3) PC is the undisputed star of the commercials. Justin Long exudes an effortlessly cool, understated, charismatic vibe -- he is playing a Mac, after all -- but he never really has all that much to do. He is -- and this is the true, ironic brilliance of the conceit -- the straight man. He's kind and earnest, sincere and occasionally befuddled, always trying to help out his friend, but rarely does anything more than stuff his hands in his pockets and rattle off a few of his own best features and benefits. John Hodgman gets all the good lines, all the great costumes, all the most absurd and hilarious moments. He's the one who gets to snap at Mac and snark at their therapist and bristle at the Secret Service guy, roll around in a wheelchair and an arm-cast, and react to the relentless hounding of his own angel and devil doppelgangers. He's the one wearing the hospital gown, brandishing the used-car-lot sales signs, and storming off-screen with the webcam and the masking tape trailing forlornly from his head.

PC is to Mac what Wile E. Coyote was to the Roadrunner: the poor, pitiful foil for whom we feel some strange sort of empathy, even as we can't quite bring ourselves to identify with him. He won't ever win, and he can't even get his name in the title, but he's the one who makes the stories worth watching. He makes them great. And so he makes us -- even long-time, hardcore, holier-than-thou Apple zealots -- like him and even occasionally want to root for him.

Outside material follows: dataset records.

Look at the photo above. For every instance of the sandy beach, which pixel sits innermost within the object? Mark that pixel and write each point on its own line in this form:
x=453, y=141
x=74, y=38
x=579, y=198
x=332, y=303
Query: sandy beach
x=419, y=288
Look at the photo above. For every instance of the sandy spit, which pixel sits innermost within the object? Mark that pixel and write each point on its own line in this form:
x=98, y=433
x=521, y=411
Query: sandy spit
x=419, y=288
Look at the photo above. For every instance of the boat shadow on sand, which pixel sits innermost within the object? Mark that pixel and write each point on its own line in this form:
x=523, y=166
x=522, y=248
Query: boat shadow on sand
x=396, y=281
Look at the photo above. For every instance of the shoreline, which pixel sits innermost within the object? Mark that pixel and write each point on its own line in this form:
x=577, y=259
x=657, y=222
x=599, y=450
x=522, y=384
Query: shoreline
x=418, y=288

If Bill Gates understood this, or could at least bring himself to admit it, perhaps he would feel better about the ad campaign. Or perhaps not. Elsewhere in that same interview, when he's saying silly and patently untrue things about Apple computers (Nowadays, security guys break the Mac every single day. Every single day, they come out with a total exploit, your machine can be taken over totally) or bragging about Vista features (the way the search lets you go through lots of things, including lots of photos... And then I might edit a high-definition movie and a make a little DVD that's got photos) that have been possible on a Mac for months or even years, he sounds an awful lot like PC in those commercials: by turns boastful and dismissive, trying too hard and succeeding too little, clinging to the tenuous and increasingly unpleasant company of his own mistaken assumptions. Much has been made of the notion that, at first glance, Mac and PC bear a more than passing resemblance to Steve Jobs and Bill Gates. And maybe that's what really bugs Mr. Gates about the commercials. Maybe he's not bothered by how they may hurt the feelings of 90 percent of computer users; maybe he's bothered by how they hurt his own.

But when he spends so much time upon the release of his new operating system sniping at Apple and its commercials, he only makes the resemblance more clear, the comparison more valid. As long as he's defensive and combative and so prone to being bugged by the cool-seeming competition, he will continue not just to look uncool, but also to remind computer users and commercial watchers of John Hodgman's feckless, fretting PC -- a character who, much like his defender, is just a smart guy prone to foolish choices, a likable but misguided soul who needs to accept his own flaws, embrace his own character, and, most of all, stop worrying about that other dude on the desktop.